2026-04-27 · 10 min read

Monitoring Google Gemini and Vertex AI Agents with Nexus

Google Gemini and Vertex AI offer two entry points for building AI agents: the google-generativeai SDK for direct Gemini API access and the Vertex AI SDK for enterprise GCP-hosted agents. When a safety filter silently blocks a generation, a function call loop spins without reaching stop, or Vertex AI Search grounding returns zero results, the API response tells you what happened but not when or why. Here's how to wrap Gemini and Vertex AI agents in Nexus traces for full span-level observability.

Two SDK entry points for Google AI agents

Google offers two distinct paths for building AI agents, each with different abstractions and observability challenges:

Both SDKs expose safety filters that can silently block a generation with a finish_reason of SAFETY, RECITATION, or OTHER. Without instrumentation, a safety block in production looks identical to a network timeout — you get no response, and you don’t know why.

Wrapping generate_content() in Nexus traces

The core pattern: open a Nexus trace before calling generate_content(), record the response in a span with token counts and finish reason, then check for safety blocks and record them as error spans.

import google.generativeai as genai
from nexus_sdk import NexusClient

genai.configure(api_key="YOUR_GEMINI_API_KEY")
nexus = NexusClient(api_key="YOUR_NEXUS_API_KEY")

model = genai.GenerativeModel("gemini-1.5-pro")

def run_gemini_agent(prompt: str, user_id: str) -> str:
    trace = nexus.start_trace(
        name="gemini_agent_run",
        metadata={"user_id": user_id, "model": "gemini-1.5-pro"}
    )

    span = nexus.start_span(
        trace_id=trace["trace_id"],
        name="generate_content",
        metadata={"prompt_length": len(prompt)}
    )

    try:
        response = model.generate_content(prompt)

        # Check for safety block before accessing text
        finish_reason = response.candidates[0].finish_reason.name
        if finish_reason in ("SAFETY", "RECITATION", "OTHER"):
            nexus.end_span(
                span_id=span["id"],
                status="error",
                metadata={
                    "finish_reason": finish_reason,
                    "safety_ratings": [
                        {"category": r.category.name, "probability": r.probability.name}
                        for r in response.candidates[0].safety_ratings
                    ]
                }
            )
            nexus.end_trace(trace_id=trace["trace_id"], status="error", metadata={"blocked_by": finish_reason})
            return f"[Blocked: {finish_reason}]"

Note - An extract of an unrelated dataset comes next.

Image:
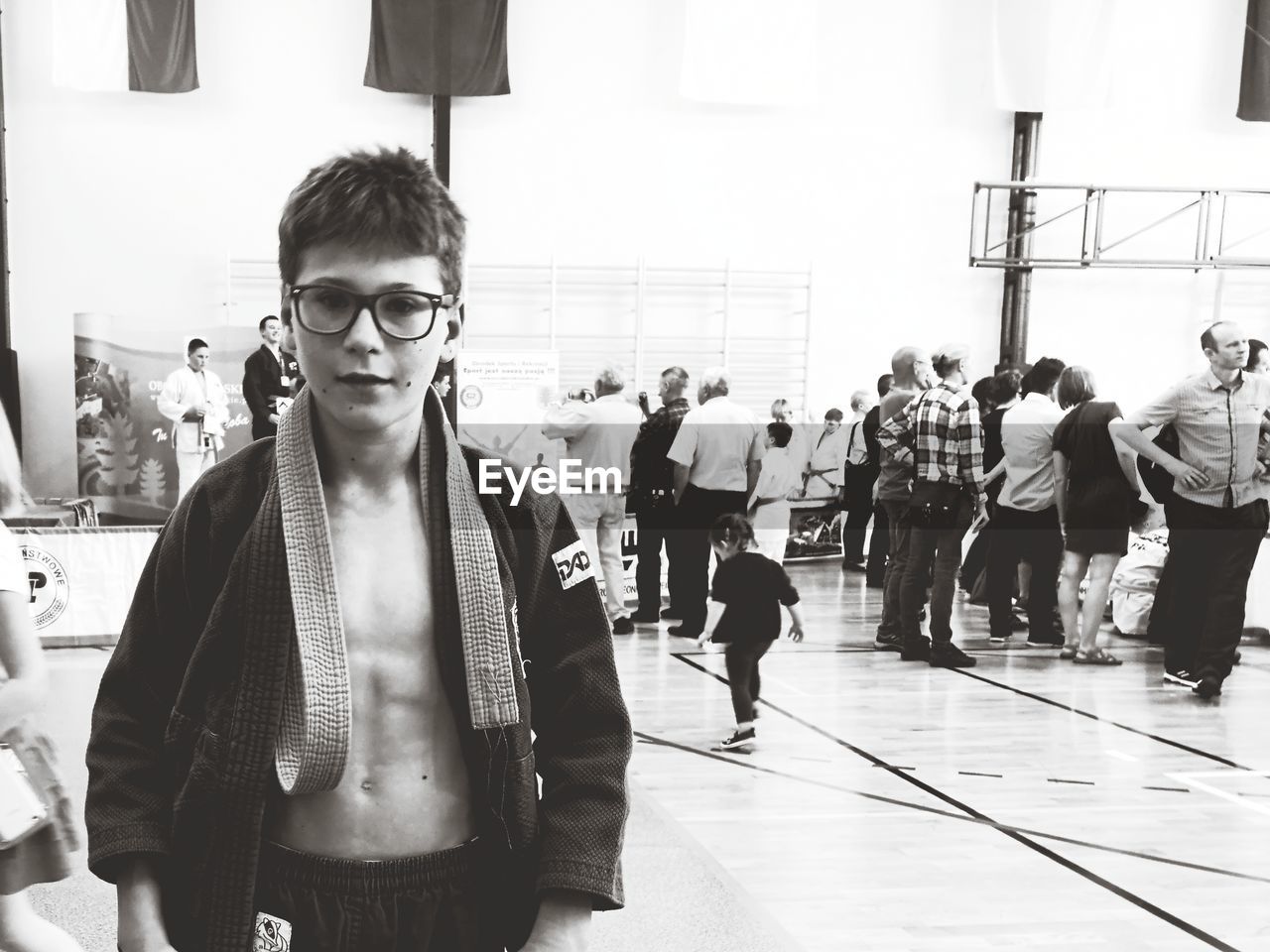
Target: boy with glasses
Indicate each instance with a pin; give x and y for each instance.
(321, 697)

        usage = response.usage_metadata
        nexus.end_span(
            span_id=span["id"],
            status="success",
            metadata={
                "finish_reason": finish_reason,
                "prompt_tokens": usage.prompt_token_count,
                "completion_tokens": usage.candidates_token_count,
                "total_tokens": usage.total_token_count,
                "estimated_cost_usd": round(
                    usage.prompt_token_count * 0.00000035 +
                    usage.candidates_token_count * 0.00000105, 6
                )
            }
        )
        nexus.end_trace(trace_id=trace["trace_id"], status="success")
        return response.text

    except Exception as e:
        nexus.end_span(span_id=span["id"], status="error", metadata={"error": str(e)})
        nexus.end_trace(trace_id=trace["trace_id"], status="error")
        raise

The finish_reason check is critical: Gemini does not raise an exception for safety blocks. The response object is populated with candidates, but accessing response.text on a blocked response raises a ValueError. Recording the block as an error span gives you a searchable trace of which prompts trigger safety filters and which categories are flagged.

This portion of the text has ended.